The law gives French intelligence services access to telephone and Internet usage data that would let them locate and follow the target of a terrorism investigation in real time. In addition, the law provides agents with access not just to meta data about users from website hosts but allows them to seize content stored on websites and in clouds. It also provides for access in real time to the location of mobile devices.
Apart from terrorism, information can be sought on the grounds of national security, organized crime and the protection of national economic and scientific interests.
The information can be demanded without the prior approval of a judge, as previously required but there will be post-facto monitoring by national oversight bodies. Currently in France, authorities are required to apply for a warrant to access this information, a process that usually takes several months.
The spying clause, part of a new military programming law, comes just weeks after France, which considers individual privacy a pillar of human rights, expressed outrage at revelations that the US National Security Agency (NSA) had been conducting mass surveillance of European citizens, including in France. The president, François Hollande, expressed his "extreme reprobation".

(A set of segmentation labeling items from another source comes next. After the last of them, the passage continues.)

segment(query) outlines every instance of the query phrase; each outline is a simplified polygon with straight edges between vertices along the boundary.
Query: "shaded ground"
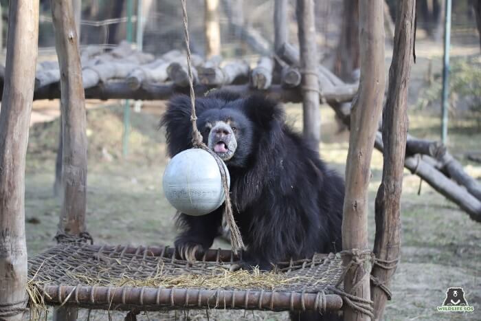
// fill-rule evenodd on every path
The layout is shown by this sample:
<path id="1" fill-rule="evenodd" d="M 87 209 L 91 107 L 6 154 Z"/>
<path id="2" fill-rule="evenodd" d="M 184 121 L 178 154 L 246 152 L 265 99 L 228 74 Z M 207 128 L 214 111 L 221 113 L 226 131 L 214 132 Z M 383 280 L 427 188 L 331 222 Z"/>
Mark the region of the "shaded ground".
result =
<path id="1" fill-rule="evenodd" d="M 413 75 L 411 103 L 414 104 L 424 80 L 425 64 L 418 58 L 418 72 Z M 421 63 L 420 63 L 421 60 Z M 132 113 L 129 154 L 122 157 L 122 107 L 118 102 L 90 106 L 87 118 L 89 138 L 88 230 L 98 244 L 159 245 L 171 244 L 175 236 L 174 210 L 161 191 L 161 175 L 166 164 L 164 133 L 157 130 L 162 102 L 146 105 L 144 111 Z M 52 111 L 58 102 L 37 102 L 36 114 L 54 117 Z M 103 106 L 103 107 L 102 107 Z M 50 111 L 49 111 L 49 110 Z M 302 125 L 300 105 L 287 106 L 289 121 Z M 322 111 L 322 157 L 344 173 L 347 155 L 348 133 L 337 133 L 333 113 L 327 107 Z M 464 153 L 481 151 L 481 133 L 469 117 L 458 115 L 449 131 L 449 148 L 459 157 L 467 170 L 481 179 L 481 165 L 469 162 Z M 43 121 L 44 119 L 38 118 Z M 437 139 L 438 114 L 432 110 L 413 111 L 410 132 L 421 137 Z M 25 177 L 25 215 L 29 255 L 53 245 L 60 206 L 53 197 L 55 153 L 58 120 L 35 124 L 30 130 Z M 371 166 L 370 186 L 370 236 L 374 236 L 373 201 L 382 169 L 382 158 L 375 151 Z M 392 289 L 393 300 L 385 311 L 385 319 L 480 320 L 481 310 L 481 224 L 476 223 L 456 206 L 405 172 L 402 196 L 403 247 L 401 261 Z M 214 246 L 228 247 L 222 241 Z M 440 313 L 447 287 L 464 287 L 466 298 L 475 312 L 459 315 Z M 478 312 L 476 312 L 478 311 Z M 86 318 L 82 311 L 80 319 Z M 265 312 L 209 312 L 211 320 L 287 320 L 287 313 Z M 114 314 L 123 320 L 124 315 Z M 148 313 L 142 320 L 182 320 L 183 312 Z M 205 311 L 191 311 L 191 320 L 205 319 Z M 92 312 L 91 320 L 105 320 L 107 313 Z"/>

He complained to President Barack Obama and backed moves to establish a code of conduct between allies on digital and other intelligence gathering.
As well as being a victim of the NSA’s spying programs, the French government also collaborated with the American spy agency, handing over data gathered abroad. Whistleblower Edward Snowden’s leaks revealed that the NSA had gathered unprecedented amounts of metadata in France, recording around 70 million phone calls between December 2012 and January 2013.
With the new law though, France is now a source of concern over governments prying deeply into private lives in their fight against terrorism and organized crime.
ASIC, a Paris-based association that groups web players operating in France such as Facebook and Google, said the law "weakened the sector and raised many questions in terms of protection of freedoms".
"There is no doubt that this bill will weaken the French position in the European and international debate on the protection of personal data," it added.
The association has called on lawmakers opposed to the bill to take the matter to the Constitutional Council, France's top court.